Getting the Resources in Different Languages
The resources developed to highlight the message of the three angels of Revelation are currently only offered in English, but it is anticipated that they will also be available in other languages in the near future.
■ A translation protocol and system has been set up to make the Preach It version of the “Three Cosmic Messages” available to approved translators working on the script and of the PowerPoint slides and sermon notes.
■ Both the companion book and the magazines are offered to Adventist publishing houses around the world for translation and distribution agreements.
■ Local divisions and unions are encouraged to work on translations needed for their territories, as well as produce their own material that is contextualized to their specific cultural realities.
NAD’s Take on the Three Angels’ Messages in Schools
Two education leaders weigh in on the new curriculum.
A short conversation about the three angels curriculum with Lisa Standish, North American Division (NAD) director of elementary education and curriculum development, and Stephen Bralley, NAD director of secondary education and accreditation.
What advice would you give NAD teachers and homeschool teachers about this curriculum?

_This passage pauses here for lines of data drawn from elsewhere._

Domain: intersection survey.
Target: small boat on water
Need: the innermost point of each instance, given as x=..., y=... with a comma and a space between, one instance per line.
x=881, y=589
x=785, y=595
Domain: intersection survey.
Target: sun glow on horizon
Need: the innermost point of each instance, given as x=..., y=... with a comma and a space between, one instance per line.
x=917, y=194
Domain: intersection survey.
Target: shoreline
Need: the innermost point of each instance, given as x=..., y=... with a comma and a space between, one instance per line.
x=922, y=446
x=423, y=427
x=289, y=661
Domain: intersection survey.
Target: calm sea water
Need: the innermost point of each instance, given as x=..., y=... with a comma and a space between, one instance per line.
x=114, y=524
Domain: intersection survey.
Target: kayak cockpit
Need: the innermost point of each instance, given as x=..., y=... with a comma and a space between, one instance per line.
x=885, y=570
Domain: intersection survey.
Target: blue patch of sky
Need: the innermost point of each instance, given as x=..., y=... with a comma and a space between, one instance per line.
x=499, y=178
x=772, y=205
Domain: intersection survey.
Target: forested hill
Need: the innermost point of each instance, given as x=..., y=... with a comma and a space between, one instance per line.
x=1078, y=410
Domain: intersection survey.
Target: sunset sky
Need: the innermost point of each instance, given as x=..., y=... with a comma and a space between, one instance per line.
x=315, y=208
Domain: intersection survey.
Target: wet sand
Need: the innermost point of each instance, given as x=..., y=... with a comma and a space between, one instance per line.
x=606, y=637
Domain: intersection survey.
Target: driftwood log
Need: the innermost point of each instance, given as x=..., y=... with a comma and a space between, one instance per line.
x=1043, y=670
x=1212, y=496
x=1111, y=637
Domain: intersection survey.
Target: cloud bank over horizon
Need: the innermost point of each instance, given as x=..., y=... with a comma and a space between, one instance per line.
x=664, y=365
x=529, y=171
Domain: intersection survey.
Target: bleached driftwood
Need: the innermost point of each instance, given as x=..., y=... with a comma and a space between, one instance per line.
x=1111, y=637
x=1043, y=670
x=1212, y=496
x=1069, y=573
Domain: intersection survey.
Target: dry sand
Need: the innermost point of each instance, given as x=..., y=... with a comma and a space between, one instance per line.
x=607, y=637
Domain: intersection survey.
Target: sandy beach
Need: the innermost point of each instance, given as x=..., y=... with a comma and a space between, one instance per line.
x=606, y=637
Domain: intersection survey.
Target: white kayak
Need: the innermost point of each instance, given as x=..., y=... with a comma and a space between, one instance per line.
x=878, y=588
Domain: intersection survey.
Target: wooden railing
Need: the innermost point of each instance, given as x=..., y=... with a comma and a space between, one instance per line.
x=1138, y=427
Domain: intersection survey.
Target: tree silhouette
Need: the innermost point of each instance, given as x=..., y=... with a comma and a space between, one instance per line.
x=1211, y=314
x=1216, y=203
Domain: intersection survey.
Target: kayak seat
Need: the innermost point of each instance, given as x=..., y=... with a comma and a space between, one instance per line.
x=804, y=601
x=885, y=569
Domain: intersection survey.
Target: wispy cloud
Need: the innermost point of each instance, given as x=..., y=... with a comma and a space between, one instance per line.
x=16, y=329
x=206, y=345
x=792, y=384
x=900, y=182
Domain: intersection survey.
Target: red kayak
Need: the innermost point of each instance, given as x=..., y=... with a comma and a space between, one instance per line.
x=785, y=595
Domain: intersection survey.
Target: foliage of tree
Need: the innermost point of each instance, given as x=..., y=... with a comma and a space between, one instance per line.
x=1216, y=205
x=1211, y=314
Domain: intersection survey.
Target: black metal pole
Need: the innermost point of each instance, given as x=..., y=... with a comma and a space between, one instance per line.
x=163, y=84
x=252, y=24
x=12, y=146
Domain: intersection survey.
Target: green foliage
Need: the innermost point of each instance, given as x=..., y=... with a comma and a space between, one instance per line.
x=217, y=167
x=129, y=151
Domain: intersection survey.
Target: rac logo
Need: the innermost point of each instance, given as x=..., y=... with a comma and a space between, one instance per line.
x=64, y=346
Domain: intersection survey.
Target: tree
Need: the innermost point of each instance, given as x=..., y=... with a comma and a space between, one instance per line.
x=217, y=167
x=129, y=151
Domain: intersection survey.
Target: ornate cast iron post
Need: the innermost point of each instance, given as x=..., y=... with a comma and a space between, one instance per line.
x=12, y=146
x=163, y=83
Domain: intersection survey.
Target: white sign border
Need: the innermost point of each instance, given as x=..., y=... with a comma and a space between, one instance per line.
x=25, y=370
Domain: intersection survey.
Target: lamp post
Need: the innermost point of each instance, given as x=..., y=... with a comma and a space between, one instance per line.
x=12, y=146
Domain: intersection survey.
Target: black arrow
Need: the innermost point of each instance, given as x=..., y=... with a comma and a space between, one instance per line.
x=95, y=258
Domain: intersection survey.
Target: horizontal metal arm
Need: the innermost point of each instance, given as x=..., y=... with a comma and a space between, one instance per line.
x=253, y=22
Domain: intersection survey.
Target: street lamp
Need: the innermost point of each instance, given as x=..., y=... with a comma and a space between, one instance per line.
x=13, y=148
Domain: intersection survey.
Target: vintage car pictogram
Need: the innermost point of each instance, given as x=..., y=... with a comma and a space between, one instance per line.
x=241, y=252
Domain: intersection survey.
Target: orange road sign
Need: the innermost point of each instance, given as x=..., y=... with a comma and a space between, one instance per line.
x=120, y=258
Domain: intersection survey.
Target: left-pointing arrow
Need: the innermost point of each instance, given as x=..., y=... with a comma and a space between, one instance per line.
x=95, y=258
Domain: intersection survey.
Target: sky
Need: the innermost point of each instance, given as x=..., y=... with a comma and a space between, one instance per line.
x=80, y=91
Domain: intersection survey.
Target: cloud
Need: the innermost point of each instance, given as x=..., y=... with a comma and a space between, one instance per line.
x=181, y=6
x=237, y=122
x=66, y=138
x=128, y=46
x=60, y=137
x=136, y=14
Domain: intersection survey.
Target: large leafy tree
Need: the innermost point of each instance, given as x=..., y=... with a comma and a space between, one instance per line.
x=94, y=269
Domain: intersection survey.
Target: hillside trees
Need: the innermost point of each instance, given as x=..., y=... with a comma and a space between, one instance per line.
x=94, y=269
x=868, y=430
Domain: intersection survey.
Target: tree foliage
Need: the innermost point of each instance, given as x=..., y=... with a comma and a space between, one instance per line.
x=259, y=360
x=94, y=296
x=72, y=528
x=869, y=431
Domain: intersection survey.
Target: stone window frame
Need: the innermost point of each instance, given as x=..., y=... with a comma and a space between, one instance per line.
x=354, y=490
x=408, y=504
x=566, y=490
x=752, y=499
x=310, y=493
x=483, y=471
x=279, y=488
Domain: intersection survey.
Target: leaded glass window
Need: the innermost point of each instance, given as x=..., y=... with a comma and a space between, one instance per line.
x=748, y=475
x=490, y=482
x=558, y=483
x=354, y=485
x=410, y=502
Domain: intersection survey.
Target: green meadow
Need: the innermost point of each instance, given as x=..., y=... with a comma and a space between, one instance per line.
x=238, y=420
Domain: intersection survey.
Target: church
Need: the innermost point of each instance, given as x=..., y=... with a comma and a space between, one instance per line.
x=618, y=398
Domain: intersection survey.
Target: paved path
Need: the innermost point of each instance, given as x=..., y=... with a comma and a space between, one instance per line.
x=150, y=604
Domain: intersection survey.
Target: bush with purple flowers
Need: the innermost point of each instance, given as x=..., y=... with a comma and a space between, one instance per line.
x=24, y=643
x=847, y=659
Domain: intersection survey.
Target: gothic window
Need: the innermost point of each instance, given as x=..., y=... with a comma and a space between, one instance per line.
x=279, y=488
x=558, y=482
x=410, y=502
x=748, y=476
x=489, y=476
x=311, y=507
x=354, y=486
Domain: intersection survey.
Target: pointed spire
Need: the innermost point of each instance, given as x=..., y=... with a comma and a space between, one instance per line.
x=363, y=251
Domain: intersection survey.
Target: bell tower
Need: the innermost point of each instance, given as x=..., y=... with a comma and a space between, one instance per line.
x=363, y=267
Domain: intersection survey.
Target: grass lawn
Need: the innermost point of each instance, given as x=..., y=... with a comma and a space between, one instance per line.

LS: The three angels curriculum has been adopted by the NAD’s Curriculum Committee as a distinctly Adventist resource that is easy to use, promotes rigorous learning, and dovetails with our Encounter Bible curriculum. Teachers or homeschool parents could use the three angels’ lessons for their Fun Fridays, as a unit before Christmas or spring break, or as part of their language arts program. It’s easy to use and comes with all the resources necessary to teach the unit.
SB: The NAD’s education department is always adding resources and additional support for the core curriculum it offers. This is a wonderful addition to Encounter. It aligns and affirms the growth of understanding in the nature and purpose of God for His followers. The curriculum was designed to be flexible and to provide teachers with plenty of options for using the material. It can be used in direct conjunction with Encounter lessons, as stand-alone pre- or post-lessons, or as bridge units before moving into the next lesson.
Why have you embraced and endorsed this curriculum?
LS: The NAD is committed to provide distinctly Adventist resources that promote our mission and vision for Adventist schools. We want our young people to have an ongoing and authentic relationship with Jesus. This curriculum engages students in the biblical message and promotes faith and learning in a creative and student-centered unit.
SB: For all the reasons listed in the first answer. It offers additional resources for teachers; it affirms our beliefs and reinforces their importance; and it provides intentional flexibility of the material for the teacher.
What is your goal for this program?
SB: Teachers are always looking for resources when they create and adapt their daily lessons. Our intent is to provide high-value material for teachers to use.
Anything you would like to add?
LS: The elementary and middle school units are specifically designed to complement the language arts. Students are engaged in an integrated unit based on the three angels’ messages. Students will be engaged in art, history, reading, writing, and math. Each level is developmentally appropriate and highly engaging.